Cancer vaccines although promising as an approach, have not so far elicited dramatic clinical regressions of human tumors. Better clinical results have been obtained in early disease cancer patients to prevent recurrence. Immunoregulatory checkpoints of the host towards self-antigens, as are many of the tumor antigens, and escape mechanisms elicited by the tumor itself, impede effective anticancer immune responses. Potential avenues for overcoming these obstacles are currently under extensive investigation. The use of multi-epitope vaccines, the inactivation of regulatory factors and/or the elimination of regulatory cell populations, the use of improved immuno-adjuvants, as well as combinational and adjuvant immunotherapies, represent only a few of the approaches used to improve antitumor responses.

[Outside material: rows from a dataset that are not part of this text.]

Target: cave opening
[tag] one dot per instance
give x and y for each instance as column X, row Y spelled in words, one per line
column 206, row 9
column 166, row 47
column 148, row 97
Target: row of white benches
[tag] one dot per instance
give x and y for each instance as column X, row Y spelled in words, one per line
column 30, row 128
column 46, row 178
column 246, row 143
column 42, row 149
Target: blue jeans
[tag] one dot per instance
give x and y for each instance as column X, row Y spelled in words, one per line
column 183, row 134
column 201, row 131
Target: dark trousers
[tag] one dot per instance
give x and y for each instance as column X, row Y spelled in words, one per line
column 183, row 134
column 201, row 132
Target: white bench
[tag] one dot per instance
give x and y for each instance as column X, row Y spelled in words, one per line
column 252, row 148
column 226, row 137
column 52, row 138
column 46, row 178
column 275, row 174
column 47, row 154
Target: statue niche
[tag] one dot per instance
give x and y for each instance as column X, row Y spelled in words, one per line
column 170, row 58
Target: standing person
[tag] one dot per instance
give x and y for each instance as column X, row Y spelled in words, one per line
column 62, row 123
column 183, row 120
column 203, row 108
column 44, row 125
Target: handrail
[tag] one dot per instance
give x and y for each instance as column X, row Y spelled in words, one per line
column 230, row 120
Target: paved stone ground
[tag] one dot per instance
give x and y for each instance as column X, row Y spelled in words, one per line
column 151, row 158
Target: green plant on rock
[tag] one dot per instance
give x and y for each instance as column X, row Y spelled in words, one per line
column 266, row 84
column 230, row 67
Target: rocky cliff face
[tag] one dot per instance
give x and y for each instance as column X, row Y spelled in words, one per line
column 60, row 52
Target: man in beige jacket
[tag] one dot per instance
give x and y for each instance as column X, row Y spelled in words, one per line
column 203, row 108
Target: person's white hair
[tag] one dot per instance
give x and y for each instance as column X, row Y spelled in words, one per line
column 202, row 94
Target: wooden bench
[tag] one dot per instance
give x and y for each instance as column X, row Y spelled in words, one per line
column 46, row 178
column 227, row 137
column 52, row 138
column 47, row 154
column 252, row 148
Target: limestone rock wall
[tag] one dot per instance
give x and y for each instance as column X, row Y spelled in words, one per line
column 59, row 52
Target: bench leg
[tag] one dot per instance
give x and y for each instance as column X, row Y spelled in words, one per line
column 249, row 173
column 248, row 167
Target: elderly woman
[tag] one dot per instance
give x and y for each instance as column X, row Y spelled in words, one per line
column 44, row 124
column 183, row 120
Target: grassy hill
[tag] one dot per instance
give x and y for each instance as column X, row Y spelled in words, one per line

As for the clinical evaluation, it has become clear that the criteria (RECIST criteria) commonly used for the evaluation of other anti-cancer therapies (e.g. chemotherapy, radiotherapy, etc) do not efficiently apply in immunotherapy. This is explained by the way of action of immunotherapeutic modalities: the effective activation of the immune system against tumor requires time, during which even a transient disease progression can be observed before tumor control and/or elimination. Furthermore, immunotherapy may not totally eliminate tumor masses, but rather may lead to stable disease, by imposing an equilibrium phase between the immune system and the tumor, rendering cancer a chronically controllable disease. Thus it has been proposed that overall survival (OS) and quality of life (QoL) should be used for evaluating immunotherapy efficacy. Biological markers predicting immunotherapy outcome at earlier time points is under intense investigation worldwide.

Finally, recent evidence suggests that evaluation of the immune contexture of tumors may have better clinical prognostic value than the classical pathology TNM system in use, emphasizing the importance of the immune system in the development, progression and control of cancer.